Вот это был удар.
Ирина Михайловна пошла красными пятнами, прикусила губу…
— Давно ли ты, Анька, со мной так разговаривать силу взяла?
— Ты бы, Аринушка, не о моей силе задумывалась, а о своей доле. Сама век в девках, так и Дуняшу решила под свой венец постричь? Нельзя так. Девке уж двадцать, а она знает меньше, чем та же Сонюшка. Ни принять кого, ни поговорить, разве что шелками шить умеет, так это и без нее мастериц хватит. А царевне бы о другом думать след…
Дунька вспыхнула маком, но смолчала, переводя взгляд темных глаз с одной тетки на другую.
— А то не тебе решать…
Ирина Михайловна змеей шипела.
Татьяна улыбалась ей так, что было неясно, у кого клыки ядовитей.
— Ты молись, Аринушка, чтобы мы обратно не вернулись. А то ведь займемся… решением. Наплачешься тогда, отольются кошке мышкины слезки. Али не помню я, как ты Анну травила, как на меня брату наговаривала?
— Не бывало такого!
— Да неужто? Вот и пусть не будет. А то не обрадуешься… Ежели мы вдвоем сюда вернемся, так ты радости не испытаешь…
Вот это уже правильно, — отметила для себя Софья. Пугать ее, пугать и побольше. Сейчас она силу почувствовала без сестер, приближенной к брату себя возомнила. А надо ей напомнить, что номер-то ее десятый. И что ежели ей всерьез заняться — хрупнет, как пирожное-безе.
Тогда пакостить она все равно будет, но исподтишка. Тихо-тихо…
Да и призадумается, выгодно ли ей гадить тем, кто в Дьяково. Сейчас-то она одна, сама по себе хозяйка. А станет их опять трое, да еще младшие царевны подросли…
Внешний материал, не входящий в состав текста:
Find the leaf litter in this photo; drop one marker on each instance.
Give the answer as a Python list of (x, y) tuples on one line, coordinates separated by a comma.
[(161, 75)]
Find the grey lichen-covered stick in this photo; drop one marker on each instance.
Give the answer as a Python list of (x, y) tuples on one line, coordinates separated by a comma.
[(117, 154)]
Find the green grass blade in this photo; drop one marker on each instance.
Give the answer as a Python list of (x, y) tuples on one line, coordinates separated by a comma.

На лестнице зашумели, возвращалась свадьба, щедро осыпаемая льном и коноплей.
Теперь уже всех кормили по-настоящему, так, что стол в буквальном смысле слова ломился. Но молодые все равно не ели. Сидели, глядели друг на друга….
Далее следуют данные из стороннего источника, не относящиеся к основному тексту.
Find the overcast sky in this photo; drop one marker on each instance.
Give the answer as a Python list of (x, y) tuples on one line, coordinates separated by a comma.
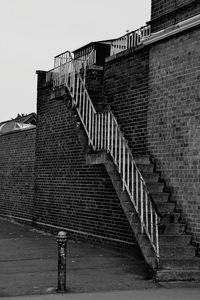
[(32, 32)]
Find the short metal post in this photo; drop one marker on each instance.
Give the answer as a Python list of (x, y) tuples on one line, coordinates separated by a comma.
[(62, 249)]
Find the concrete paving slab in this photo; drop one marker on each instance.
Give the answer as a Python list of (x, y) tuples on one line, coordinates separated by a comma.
[(28, 264)]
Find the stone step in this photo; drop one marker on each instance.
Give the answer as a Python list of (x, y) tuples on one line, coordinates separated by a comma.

А вот Голицын поглядывал на молодых царевен. Нехорошо так поглядывал, расчетливо, умно…
И все чаще его взгляд останавливался на Софье, все ярче блестели синие глаза… хорош, собака. И прекрасно об этом знает. И пользуется умело — не первый раз? Ой, не первый…
Кто сказал, что жиголо — это изобретение итальянцев?
Царевна меланхолично ковыряла красную икру и думала, что это — обратная сторона затворничества. Есть терем — нет Васечек.
Нет терема? И такие Васечки лезут тараканами, надеясь через свои мужские достоинства получить место потеплее…
Ну да ладно, ежели что — обеспечим.
Самое теплое место у нас, как известно, в печке. Доменной.
****
Наконец молодых проводили в опочивальню, закрыли за ними двери и поставили стражу. Отгонять слишком умных. Ну и от всякой нечисти, наверное…
Алексей Михайлович двигался вполне бодренько, сказывались посты и молитвы. Любава чуть пошатывалась от усталости, но тоже шла. Софья с недетским цинизмом рассудила, что не тот у отца возраст, чтобы молодую жену в постели загонять, успеют выспаться — и решила сама также отправиться в постель.